When trying to establish whether bleeding is due to a haematological disorder or to abuse, it is essential to take a pertinent personal and/or family history, investigate appropriately and without delay, and to limit the trauma to the child and the carers. Having a protocol for investigation of a possible bleeding diathesis allows laboratory investigation to proceed, including institution of some second line tests dependent on initial results, without unduly delaying the processes of investigation and reporting of suspected non-accidental injury. Importantly, it also establishes involvement of a haematologist in interpretation of tests in the light of history and clinical findings. Initial screening tests should include a PT, aPTT, thrombin time,and fibrinogen, a factor VIII and factor IX level, and von Willebrand factor antigen and activity. This set of tests is not comprehensive but will identify the majority of bleeding disorders or indicate which further tests are necessary. If there is a significant discrepancy between history and findings and the initial tests are normal, either there is a bleeding disorder which has not yet been identified or abuse has taken place.
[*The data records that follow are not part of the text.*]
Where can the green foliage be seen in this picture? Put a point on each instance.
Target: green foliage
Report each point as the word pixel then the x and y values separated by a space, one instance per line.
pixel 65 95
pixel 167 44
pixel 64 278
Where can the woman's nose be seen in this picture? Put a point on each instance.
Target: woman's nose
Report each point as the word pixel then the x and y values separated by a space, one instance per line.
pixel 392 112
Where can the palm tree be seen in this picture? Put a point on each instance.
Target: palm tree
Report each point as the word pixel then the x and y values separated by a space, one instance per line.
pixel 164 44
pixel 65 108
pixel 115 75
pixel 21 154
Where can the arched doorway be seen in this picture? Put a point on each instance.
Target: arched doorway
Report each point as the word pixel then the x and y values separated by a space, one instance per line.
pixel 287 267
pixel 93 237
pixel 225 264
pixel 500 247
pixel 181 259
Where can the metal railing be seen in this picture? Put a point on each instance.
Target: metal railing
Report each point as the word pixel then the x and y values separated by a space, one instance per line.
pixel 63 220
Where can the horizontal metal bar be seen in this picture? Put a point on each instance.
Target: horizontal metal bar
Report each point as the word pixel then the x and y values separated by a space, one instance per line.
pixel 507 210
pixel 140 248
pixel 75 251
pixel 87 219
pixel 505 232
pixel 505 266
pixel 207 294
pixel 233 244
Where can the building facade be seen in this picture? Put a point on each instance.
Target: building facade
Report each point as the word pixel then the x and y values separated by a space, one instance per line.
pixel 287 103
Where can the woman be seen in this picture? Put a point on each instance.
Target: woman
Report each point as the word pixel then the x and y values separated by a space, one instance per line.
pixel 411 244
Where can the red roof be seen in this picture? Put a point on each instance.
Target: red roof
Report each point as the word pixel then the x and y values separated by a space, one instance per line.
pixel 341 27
Discussion with parents or carers should take place at this stage and if discrepancies still exist, further investigation might include platelet function testing or specific factor assays such as factor XIII. If the case is likely to receive a formal legal challenge, even the rarest of causes may require exclusion. It is important to remember that diagnosis of a bleeding diathesis, especially if associated with a mild phenotype, does not exclude non-accidental injury, and where these are found concurrently, the child will be at even greater risk.